Amoeba gives its users the illusion of interacting with a single, powerfull system.
 Parallelism: On an Amoeba system, a single program or command can use multiple
processors to increase performance. The user simply requests an operation, and the
Amoeba OS decides the best way to execute the request. Amoeba will decide which
processor (or processors) are appropriate for the request, based on the current state of
the system. Additionaly, special development tools have been made for an Amoeba
environment that take advantage of the inherent parallelism. For example, Amoeba
supports a parallel 'make'  program.
 Peformance:  Much effort was given to meet this goal!!!This is accomplished with a
newly developed High Performance network protocol called FLIP(Fast Local Internet
Protocol). When FLIP was developed, none of the current protocols provided adequate
support for distributed systems. FLIP performs clean, simple and efficient
communication between distributed nodes.
 Development from the scratch; Amoeba doesen't based on any existing operating
system
 Amoeba  interact with  the user as a UNIX-like Timesharing System

2. System architecture

Amoeba implements a universell distributed Client-Server-Modell. In fact, basically the whole


system needs only three Functions to do all the work: The transaction call from the Client, and
the GetRequest and PutReply functions on the Server side.  
An Amoeba System consists of four principle components: 

1. Workstations
2. Pool Processors
3. Specialized Servers (File server...)
4. WAN Gateways
Objects
 Abstract data types with data and behaviors.
 Amoeba primarily supports software objects, but hardware objects also exist.
 Each object is managed by a server process to which RPCs can be sent. Each
RPC specifies the object to be used, the operation to be performed, and any
parameters to be passed

Capabilities
 128-bit value object description created and returned to the caller when the
object is created.
 Subsequent operations on the object require the user to send its capability to the
server to both specify the object and prove the user has permission to
manipulate the object.

Capabilities are encrypted to prevent tampering.

In more detail:  
 

 Amoeba is designed as a collection of micro kernels.

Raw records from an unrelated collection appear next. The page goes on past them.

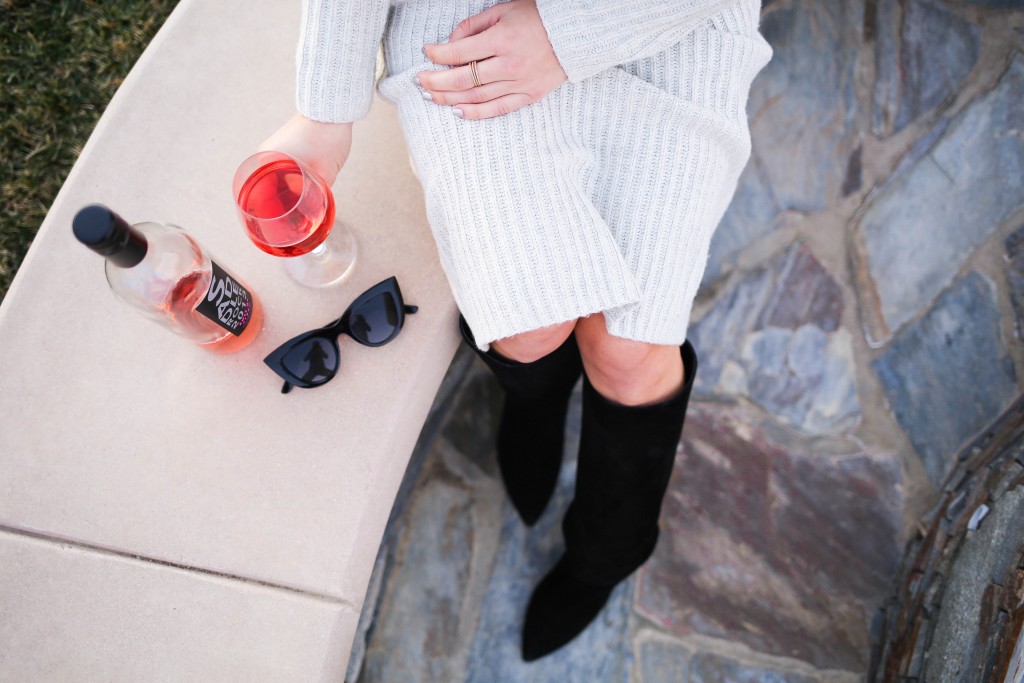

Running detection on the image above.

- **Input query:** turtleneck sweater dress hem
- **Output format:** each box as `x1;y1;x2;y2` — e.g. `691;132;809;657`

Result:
288;0;771;350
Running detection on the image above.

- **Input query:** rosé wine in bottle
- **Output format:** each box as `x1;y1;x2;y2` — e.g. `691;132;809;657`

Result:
73;204;263;353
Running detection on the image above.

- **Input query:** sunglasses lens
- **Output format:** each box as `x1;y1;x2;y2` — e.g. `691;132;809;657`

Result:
349;294;398;344
281;337;338;385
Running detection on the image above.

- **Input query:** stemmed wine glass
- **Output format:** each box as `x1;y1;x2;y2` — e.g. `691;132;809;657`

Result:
232;152;355;287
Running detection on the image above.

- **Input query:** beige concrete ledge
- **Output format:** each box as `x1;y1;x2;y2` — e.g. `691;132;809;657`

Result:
0;0;458;680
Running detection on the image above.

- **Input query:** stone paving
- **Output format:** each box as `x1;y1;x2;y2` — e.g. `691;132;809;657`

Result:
348;0;1024;683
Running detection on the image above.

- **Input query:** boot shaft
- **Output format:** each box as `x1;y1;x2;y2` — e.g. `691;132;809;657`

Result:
562;342;697;585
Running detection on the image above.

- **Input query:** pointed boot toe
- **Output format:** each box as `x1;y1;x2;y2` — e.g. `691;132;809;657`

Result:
522;557;614;661
498;398;565;526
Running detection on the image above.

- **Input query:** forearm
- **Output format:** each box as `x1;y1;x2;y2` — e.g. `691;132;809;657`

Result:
537;0;735;82
296;0;388;123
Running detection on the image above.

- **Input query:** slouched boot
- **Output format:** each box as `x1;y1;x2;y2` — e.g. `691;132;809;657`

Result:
459;315;583;526
522;342;697;661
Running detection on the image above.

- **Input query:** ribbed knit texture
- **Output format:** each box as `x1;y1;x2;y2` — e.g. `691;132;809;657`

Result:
299;0;771;350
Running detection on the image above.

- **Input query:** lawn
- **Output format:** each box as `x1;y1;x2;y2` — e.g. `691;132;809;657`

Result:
0;0;177;299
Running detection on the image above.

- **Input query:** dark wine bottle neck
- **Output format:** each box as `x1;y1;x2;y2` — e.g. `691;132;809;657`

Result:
106;227;150;268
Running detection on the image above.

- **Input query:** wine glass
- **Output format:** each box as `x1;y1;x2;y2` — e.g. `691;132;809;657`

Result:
232;152;355;287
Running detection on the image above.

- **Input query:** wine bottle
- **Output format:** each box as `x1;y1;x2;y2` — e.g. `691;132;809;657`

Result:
72;204;263;353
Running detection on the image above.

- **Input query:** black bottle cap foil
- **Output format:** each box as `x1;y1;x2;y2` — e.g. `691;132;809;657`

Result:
72;204;147;268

Thus the Amoeba system


consists of many CPU's connected over a network. Each CPU owns his own
local Memory in the range from 2MB to several 100MB. A huge number of 
Processor's build the so called Processorpool. This group of CPUs can be
dynamically allocated as needed by the system and the users. Specialized
servers, called Run server, distribute processes in a fair manner to these
machines. 
 Many different Processor architectures are supported: i80386(Pentium), 68k,
SPARC. Today, only the i80386 architecute is significant for building an Amoeba
system (cheap!!!).
 Workstations allow the users to gain access to the Amoeba system. There is
typically one workstation per user, and  the workstation are mostly diskless; only
a workstation kernel must be booted (from floppy, via tftp, burned in Flash-
EEPROM). Amoeba supports X-Windows and UNIX-emulation.
 At heart of the Amoeba system are several specialized servers that carry out and
synchronize the fundamental operations of the kernel. Amoeba has a directory
server (called SOAP) that is the naming service for all objects used in the
system. SOAP provides a way to assign ASCII names to an object  so it's easier
to manipulate(by humans). The directory server can replicate files without fearing
their change. Amoeba has of course a file server (called the Bullet Server) that
implements a stable high speed file service. High speed is achieved by using a
large buffer cache. Since the files are first created in cache, and are only written
to disk when they are closed, all the files can be stored contigously. The
underlying idea behind immutable files is to prevent the replication mechanism
from undergoing race conditions. And file server crashes normally don't  result in
an inconsistent file system! The Bullet server uses the virtual disk server to
perform I/O to disk, so it's possible that the file server run as a normal user
program!  The Boot server controll all global system servers (outside the kernel):
start, check and poll, restart if crashed.
 All Amoeba objects (files, programs, memory segments, servers) are protected 
and discribed with so called Capabilities (see below).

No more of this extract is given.